In her book, “Joni,” she describes her first distressing realization of the grim reality of her paralysis. As she was lay unclothed on a hospital cart, the sheet covering her slipped to the side leaving her partially exposed.

In her modesty, Joni desperately wanting to cover herself, a small task, easily and quickly accomplished before her accident. But now, as much as she wanted to make her arms and hands move, they would not respond. Joni knew in her mind exactly what she wanted to do, but her body was totally unresponsive. http://www.bible.org/page.php?page_id=2304

Have you ever known right from wrong and you wanted to make the right decision, but before you realized it you’d gone too far or said too much and done what you said you didn’t want to do?

Have you known in your mind what you wanted to do, but you couldn’t seem to make yourself do the right thing?

If you have, then it’s likely that you have battled with guilt because of your addiction.  What you need is the love and the grace of Jesus.  You also need the power of Jesus to be set free from your sin.

Let me also say that you in the right place because the church is a hospital for sinners.

Paul said, “What a wretched man I am! Who will rescue me from this body of death?”

Then he answered his question: “Jesus Christ Our Lord is the one who came to set us free from the law of sin.”

Then the first verse, Chapter 8, says that there is no condemnation for those who are in Jesus Christ.  In other words, if you will come to Jesus, he is not going to hold this against you.

Jesus doesn’t have to condemn us because the sin we have in our lives does that. It kills us.  It kills us physically, emotionally, relationally, financially, and spiritually.

Perhaps you are at a place where you are ready to deal with God about that. What do you do?

Today, I invite you to do these things.

1) Admit that you are a sinner. Autry Johnson was a beloved member of our church who died a couple of weeks ago. His daughter-in-law Cecilia asked him once if he’d ever prayed the sinner’s prayer and, he said, “I pray it every day.”  That’s the idea.  We are addicted.   Can you admit that you are addicted to sin?

2) If God has lit up some specific sin in your life today, then confess it to God. Repent of that sin. That means comment to turn away from it. How do you do that?
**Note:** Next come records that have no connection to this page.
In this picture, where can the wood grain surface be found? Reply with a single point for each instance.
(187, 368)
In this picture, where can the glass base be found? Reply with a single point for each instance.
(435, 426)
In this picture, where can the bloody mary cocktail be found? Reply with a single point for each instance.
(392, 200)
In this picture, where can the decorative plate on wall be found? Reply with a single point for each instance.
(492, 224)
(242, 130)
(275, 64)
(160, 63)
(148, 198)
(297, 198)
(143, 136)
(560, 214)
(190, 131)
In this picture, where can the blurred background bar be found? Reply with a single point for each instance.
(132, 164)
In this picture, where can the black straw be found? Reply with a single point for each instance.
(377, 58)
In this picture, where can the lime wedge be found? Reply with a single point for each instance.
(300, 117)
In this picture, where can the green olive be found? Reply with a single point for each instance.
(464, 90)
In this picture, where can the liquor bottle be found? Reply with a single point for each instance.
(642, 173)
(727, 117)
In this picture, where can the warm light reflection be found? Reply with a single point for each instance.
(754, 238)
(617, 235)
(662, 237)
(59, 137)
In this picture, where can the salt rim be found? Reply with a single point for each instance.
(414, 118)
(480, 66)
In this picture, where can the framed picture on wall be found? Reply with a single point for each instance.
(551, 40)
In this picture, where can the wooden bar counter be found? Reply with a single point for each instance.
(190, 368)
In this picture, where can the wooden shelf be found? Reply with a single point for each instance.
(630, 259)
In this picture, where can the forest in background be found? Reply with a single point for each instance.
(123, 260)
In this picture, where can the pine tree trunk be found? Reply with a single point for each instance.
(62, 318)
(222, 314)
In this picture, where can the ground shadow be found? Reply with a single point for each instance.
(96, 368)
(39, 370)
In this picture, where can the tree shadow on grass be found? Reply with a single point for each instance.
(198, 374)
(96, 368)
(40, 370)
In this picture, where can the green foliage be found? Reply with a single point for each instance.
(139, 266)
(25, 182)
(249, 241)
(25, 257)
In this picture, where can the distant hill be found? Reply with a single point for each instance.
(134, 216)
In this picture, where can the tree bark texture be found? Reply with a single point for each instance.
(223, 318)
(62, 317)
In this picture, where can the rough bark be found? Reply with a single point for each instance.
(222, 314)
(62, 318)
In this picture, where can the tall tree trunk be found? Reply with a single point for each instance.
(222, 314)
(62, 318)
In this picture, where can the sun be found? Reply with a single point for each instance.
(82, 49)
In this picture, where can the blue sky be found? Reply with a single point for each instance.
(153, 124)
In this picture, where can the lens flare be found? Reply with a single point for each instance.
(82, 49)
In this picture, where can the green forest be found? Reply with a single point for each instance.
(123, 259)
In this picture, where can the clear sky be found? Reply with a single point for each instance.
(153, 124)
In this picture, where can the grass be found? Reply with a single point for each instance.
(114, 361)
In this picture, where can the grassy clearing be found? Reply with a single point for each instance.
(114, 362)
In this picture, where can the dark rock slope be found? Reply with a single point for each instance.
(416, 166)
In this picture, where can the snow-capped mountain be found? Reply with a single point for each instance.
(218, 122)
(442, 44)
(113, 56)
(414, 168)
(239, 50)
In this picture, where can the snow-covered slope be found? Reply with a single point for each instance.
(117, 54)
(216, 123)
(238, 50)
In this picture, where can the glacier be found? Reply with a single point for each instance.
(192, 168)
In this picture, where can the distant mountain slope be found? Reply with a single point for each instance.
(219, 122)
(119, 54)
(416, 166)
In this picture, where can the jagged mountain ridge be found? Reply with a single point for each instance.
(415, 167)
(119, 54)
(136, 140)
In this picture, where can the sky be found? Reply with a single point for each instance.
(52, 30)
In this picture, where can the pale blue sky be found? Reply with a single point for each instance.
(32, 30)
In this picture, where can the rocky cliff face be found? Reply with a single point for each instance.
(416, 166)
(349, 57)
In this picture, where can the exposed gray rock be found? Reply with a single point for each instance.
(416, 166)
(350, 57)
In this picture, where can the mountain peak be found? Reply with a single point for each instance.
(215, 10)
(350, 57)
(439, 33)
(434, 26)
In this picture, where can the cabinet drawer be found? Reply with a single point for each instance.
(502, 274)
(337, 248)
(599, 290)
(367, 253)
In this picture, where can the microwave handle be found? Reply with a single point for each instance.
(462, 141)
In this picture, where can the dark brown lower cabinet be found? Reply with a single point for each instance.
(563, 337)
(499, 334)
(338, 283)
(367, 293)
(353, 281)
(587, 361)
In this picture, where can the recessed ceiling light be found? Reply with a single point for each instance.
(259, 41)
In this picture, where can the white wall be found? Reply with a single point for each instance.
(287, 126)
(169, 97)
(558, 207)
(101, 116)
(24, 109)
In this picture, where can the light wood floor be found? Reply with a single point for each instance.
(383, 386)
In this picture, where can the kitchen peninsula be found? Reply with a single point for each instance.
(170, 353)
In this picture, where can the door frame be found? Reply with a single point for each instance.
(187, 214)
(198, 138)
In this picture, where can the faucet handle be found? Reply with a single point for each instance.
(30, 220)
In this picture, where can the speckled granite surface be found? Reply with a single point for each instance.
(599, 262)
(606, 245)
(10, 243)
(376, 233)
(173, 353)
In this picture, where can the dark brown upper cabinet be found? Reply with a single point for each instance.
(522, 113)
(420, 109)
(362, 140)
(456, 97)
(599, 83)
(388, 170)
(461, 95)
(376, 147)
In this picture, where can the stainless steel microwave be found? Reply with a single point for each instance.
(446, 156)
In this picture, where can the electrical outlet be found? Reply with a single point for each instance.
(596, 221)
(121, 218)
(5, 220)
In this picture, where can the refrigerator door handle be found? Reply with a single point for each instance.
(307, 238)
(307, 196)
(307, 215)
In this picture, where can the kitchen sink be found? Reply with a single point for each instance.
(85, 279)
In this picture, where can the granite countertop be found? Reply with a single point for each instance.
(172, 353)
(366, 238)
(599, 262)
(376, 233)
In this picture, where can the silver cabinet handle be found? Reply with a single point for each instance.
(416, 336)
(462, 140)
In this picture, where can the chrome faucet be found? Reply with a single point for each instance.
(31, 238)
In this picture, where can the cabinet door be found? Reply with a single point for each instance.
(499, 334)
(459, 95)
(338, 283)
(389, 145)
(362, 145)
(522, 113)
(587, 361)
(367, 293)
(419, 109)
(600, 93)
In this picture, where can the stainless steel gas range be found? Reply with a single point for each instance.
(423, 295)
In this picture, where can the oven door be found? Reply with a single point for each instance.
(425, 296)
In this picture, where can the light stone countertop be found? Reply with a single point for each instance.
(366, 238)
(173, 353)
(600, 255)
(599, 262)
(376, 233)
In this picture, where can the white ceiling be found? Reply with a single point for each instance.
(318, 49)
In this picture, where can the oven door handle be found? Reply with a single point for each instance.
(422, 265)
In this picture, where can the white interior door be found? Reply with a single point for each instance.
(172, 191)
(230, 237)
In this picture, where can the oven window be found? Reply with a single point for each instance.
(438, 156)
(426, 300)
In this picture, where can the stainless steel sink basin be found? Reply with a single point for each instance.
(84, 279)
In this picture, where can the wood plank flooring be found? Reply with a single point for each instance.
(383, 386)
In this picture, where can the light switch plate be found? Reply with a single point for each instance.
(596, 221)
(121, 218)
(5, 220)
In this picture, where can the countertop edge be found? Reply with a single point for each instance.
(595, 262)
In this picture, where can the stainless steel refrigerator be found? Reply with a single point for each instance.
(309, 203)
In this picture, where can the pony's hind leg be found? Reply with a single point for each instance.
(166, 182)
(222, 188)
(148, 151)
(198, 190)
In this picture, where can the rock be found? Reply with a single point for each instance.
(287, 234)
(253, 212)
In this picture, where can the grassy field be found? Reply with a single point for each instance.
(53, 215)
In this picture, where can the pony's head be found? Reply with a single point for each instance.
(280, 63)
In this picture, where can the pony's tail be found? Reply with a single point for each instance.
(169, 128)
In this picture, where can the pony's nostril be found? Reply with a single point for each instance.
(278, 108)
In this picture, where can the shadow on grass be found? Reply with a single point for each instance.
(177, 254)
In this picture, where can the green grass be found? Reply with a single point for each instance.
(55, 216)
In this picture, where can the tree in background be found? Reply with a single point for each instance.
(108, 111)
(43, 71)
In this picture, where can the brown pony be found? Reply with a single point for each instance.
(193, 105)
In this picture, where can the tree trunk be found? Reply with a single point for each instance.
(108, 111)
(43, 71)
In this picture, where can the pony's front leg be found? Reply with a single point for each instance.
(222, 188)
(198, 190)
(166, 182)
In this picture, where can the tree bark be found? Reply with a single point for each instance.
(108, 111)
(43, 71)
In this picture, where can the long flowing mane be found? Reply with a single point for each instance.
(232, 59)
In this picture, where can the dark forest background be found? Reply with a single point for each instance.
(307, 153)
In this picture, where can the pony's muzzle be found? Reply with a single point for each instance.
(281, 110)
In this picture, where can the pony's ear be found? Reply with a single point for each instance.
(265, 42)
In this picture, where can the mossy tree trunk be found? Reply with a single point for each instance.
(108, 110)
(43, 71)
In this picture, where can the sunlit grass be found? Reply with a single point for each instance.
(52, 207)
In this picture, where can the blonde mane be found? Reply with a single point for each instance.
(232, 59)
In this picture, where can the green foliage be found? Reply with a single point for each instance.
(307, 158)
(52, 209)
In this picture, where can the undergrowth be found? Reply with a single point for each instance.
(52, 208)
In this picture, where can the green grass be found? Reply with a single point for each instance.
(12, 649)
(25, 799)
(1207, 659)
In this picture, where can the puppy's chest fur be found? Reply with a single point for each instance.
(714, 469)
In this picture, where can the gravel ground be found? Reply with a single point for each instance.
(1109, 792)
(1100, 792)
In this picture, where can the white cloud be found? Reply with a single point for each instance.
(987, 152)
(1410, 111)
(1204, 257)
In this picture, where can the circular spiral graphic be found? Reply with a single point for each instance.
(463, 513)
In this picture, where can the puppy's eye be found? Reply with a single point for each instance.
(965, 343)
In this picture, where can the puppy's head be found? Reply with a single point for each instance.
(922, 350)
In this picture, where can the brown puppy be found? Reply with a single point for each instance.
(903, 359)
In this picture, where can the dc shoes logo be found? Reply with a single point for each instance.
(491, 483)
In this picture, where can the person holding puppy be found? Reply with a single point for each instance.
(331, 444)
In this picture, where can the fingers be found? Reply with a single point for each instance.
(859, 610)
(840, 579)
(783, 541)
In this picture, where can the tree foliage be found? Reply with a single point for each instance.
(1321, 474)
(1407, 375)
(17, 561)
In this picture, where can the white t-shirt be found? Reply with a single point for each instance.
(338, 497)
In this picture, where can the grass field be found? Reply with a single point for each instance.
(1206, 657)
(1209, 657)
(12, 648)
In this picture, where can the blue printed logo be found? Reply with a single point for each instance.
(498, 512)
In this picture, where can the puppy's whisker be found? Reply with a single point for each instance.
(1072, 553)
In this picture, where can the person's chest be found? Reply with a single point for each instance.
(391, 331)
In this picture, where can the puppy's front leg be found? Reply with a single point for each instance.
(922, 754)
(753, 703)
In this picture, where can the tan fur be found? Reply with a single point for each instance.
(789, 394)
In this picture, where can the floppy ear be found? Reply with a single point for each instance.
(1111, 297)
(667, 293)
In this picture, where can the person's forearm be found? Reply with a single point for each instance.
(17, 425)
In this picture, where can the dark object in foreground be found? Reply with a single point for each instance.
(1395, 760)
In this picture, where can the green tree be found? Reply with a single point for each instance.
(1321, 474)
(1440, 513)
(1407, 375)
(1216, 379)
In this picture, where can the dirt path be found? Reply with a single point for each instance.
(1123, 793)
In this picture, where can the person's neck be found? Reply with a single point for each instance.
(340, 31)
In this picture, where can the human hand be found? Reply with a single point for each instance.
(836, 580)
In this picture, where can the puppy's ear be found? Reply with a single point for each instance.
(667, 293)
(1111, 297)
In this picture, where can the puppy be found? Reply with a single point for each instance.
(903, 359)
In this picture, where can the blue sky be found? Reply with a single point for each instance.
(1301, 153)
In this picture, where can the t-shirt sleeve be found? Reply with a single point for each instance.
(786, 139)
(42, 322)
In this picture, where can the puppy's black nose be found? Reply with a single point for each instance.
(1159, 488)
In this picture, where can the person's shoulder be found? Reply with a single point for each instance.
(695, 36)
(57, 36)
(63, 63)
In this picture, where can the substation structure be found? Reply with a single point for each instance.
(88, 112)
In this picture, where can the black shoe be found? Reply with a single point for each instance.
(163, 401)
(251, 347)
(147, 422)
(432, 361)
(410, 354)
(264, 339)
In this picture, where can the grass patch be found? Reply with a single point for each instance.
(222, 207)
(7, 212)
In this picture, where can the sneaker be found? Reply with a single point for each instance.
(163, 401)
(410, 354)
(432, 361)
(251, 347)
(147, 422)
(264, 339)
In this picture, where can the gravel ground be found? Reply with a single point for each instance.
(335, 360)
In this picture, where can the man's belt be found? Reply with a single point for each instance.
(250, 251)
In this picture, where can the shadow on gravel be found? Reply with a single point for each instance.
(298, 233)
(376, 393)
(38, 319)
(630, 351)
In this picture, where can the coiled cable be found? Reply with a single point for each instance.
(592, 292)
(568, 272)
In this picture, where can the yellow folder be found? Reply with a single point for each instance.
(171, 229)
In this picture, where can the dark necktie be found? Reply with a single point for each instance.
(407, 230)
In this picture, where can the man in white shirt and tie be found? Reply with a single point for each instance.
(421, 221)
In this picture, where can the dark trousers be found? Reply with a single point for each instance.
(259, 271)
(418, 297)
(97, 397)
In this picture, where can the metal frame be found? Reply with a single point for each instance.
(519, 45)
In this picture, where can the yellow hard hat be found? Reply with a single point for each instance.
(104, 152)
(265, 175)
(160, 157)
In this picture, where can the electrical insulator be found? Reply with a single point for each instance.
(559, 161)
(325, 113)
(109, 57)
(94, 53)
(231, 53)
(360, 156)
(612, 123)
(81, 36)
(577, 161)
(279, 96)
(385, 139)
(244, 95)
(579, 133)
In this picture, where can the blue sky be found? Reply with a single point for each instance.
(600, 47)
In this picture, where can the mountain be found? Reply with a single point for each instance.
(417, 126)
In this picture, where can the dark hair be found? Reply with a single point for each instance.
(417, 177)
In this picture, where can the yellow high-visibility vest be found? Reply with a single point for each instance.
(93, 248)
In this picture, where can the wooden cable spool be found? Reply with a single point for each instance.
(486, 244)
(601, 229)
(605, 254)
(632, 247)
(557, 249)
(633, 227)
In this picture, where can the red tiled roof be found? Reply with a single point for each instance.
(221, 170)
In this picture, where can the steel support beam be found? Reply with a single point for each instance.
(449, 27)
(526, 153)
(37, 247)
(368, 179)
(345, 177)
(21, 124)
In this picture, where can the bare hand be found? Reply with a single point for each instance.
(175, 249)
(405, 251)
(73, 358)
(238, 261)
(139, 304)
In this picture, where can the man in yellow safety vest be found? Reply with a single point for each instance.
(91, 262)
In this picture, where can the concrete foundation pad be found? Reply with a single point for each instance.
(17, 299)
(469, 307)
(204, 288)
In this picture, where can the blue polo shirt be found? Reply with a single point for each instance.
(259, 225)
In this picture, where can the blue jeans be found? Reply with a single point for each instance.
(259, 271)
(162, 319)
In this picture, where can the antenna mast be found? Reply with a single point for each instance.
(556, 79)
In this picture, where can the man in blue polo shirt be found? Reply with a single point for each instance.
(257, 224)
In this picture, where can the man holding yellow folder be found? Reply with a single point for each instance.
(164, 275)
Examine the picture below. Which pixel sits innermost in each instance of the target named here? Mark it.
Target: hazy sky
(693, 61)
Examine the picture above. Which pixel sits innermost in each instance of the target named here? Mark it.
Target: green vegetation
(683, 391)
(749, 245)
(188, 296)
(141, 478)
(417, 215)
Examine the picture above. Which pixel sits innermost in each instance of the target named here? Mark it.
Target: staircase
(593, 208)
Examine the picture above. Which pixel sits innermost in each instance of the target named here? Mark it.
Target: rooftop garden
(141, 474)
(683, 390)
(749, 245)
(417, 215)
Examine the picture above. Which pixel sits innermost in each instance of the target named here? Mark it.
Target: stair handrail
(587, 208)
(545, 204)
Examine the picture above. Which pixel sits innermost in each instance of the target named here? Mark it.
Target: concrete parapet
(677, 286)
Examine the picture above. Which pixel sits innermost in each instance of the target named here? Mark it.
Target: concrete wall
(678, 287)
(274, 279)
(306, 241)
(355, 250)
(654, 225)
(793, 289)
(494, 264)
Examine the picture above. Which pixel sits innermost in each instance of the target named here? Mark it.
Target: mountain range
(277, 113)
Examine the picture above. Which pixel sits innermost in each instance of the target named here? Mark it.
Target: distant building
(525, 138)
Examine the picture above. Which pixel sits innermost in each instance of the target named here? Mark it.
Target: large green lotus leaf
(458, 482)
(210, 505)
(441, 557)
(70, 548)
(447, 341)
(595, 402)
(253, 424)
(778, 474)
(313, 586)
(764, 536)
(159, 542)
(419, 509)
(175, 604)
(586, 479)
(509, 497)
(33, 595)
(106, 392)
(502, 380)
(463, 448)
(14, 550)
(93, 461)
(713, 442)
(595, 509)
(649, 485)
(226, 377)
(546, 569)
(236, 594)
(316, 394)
A) Ask God daily for his power to overcome this sin.

B) If necessary, find someone to be accountable to regarding your sin. That person may be someone to listen to you, like a friend, a pastor, or a trained counselor.

C) If you have addictive issues, these often require skilled people to help us overcome them.

3) Ask God to forgive you for your sin and accept God’s grace. Even though God forgives you and extends grace to you, remember, the effects of your sin don’t automatically disappear. But God will walk with you through the healing process. If you are open to it, God will provide others who will journey with you as you commit to being a follower of Jesus.